CHP Genel Başkanı Kemal Kılıçdaroğlu, referandum çalışmalarını sürdürdüğü Balıkesir ve ilçelerinde, Balya'nın ardından Akbaş Köyü'ne uğradı. Kadınlar, ilgiyle karşıladıkları Kılıçdaroğlu'na kendi yaptıkları gözlemelerden ikram etti ve birlikte fotoğraf çektirdi. Daha sonra Balıkesir'e geçen Kılıçdaroğlu, Gala Aktivite ve Yaşam Merkezi'de STK üyeleri, muhtarlar ve partililerle buluştu. Kılıçdaroğlu, şöyle dedi:
"Size genel başkan olarak hitap etmiyorum. Sorun parti sorunu değil, seçim değil, partiye oy vermiyorsunuz. Türkiye sorunuyla karşı karşıyayız. Hepimizin düşünmesi lazım. Yol ayrımına gelmişiz. Ne yapacağız? Demokratik parlamenter sisteme mi devam edeceğiz yoksa bundan vazgeçip tek adam rejimini mi tercih edeceğiz? Sorun budur. Hangi partiden olursa olsun, hangi kimlikten, inançtan olursa olsun bu güzel ülkede bayrağın altında onurumuzla yaşamak istiyoruz. En temel şart demokrasidir. Benim düşündüğüm gibi karşıdaki insanı düşünmeye zorlayamam. Kızamam, farklı düşünebilir. Siyasal partilerin varlık nedeni de budur. Halkın hakemliğine her zaman gidip baş vurmalıyız."
"BİZ HALKIN KADERİNİ MAHKEME BELİRLEMESİN DEDİK"
Konuşmasında anayasa değişikliğini neden Anayasa Mahkemesi'ne götürmediklerini de anlatan Kılıçdaroğlu, sözlerini şöyle sürdürdü:
"Değişiklikler görüşülürken toplumun değişik kesimlerinden 'neden Anayasa Mahkemesi'ne başvurmuyorsunuz' dendi.
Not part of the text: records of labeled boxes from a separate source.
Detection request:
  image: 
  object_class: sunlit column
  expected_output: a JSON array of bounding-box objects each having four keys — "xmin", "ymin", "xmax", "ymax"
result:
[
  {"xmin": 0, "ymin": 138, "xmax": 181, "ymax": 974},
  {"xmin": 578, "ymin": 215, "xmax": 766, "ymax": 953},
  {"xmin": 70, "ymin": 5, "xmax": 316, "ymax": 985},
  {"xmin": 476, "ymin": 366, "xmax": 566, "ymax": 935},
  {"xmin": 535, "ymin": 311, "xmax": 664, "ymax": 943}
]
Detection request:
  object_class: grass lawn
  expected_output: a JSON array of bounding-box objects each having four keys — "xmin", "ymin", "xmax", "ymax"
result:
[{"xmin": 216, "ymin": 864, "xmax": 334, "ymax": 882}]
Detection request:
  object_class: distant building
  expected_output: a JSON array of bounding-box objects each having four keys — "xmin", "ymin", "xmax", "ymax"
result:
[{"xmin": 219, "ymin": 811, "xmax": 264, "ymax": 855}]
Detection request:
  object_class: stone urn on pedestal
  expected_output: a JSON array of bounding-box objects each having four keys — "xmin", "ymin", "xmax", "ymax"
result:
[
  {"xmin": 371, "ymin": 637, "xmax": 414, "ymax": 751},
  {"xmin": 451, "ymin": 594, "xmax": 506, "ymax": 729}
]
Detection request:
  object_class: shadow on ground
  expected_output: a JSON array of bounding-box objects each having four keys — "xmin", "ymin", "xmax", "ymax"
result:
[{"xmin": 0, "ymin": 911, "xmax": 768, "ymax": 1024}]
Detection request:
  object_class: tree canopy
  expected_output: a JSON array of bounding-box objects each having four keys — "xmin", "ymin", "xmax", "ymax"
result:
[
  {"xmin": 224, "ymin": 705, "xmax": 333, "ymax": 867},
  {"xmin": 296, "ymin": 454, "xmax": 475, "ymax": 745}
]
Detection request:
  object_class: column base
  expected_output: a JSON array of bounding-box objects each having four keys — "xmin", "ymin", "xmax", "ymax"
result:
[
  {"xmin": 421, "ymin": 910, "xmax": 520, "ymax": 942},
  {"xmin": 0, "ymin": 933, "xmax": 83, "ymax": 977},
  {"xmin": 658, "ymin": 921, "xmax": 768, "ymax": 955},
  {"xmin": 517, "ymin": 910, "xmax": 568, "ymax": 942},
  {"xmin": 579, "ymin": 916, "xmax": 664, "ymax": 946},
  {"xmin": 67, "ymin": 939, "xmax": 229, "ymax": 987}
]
O zaman Amasya Tamimi aklımıza geldi. Orada der ki; 'Milletini, istiklalini milletin azim ve kararlığı kurtaracaktır' der. Biz halkın kaderini mahkeme belirlemesin dedik, millet belirlesin dedik sandığa gidelim, demokrasiye sahip çıkalım dedik. Tek adamı, bu rejimi özlüyorsanız oy kullanacaksınız, istemiyorsanız onurla gururla gidilecek hayır oyunun altında mühür basılacak bu kadar basit. Demorkasi sadece benim için değil. Sadece CHP, AK Parti, MHP'liler için değil. Demokrasi hepimiz için geçerli. Sahip çıkmalıyız. Türkiye'nin itibarı artacaktır. Gazi Mustafa Kemal Atatürk, 29 Ekim 1923 yılında Cumhuriyet'i kurdu, İslam devletleri, cumhuriyeti tercih etti. Kabul ettiler ve bütün bu müslüman ülkeler, Türkiye'yi hep örnek aldılar. Tek partili hayattan çok partili hayata geçtik. Dünyada örneği yoktur, bir siyasi parti kendi iradesiyle çok partili hayata geçmiştir. Şimdi biz demokratik parlamenter rejimi bir tarafa bırakacağız. Referandum, Türkiye'nin kaderiyle ilgili olan bir referandumdur."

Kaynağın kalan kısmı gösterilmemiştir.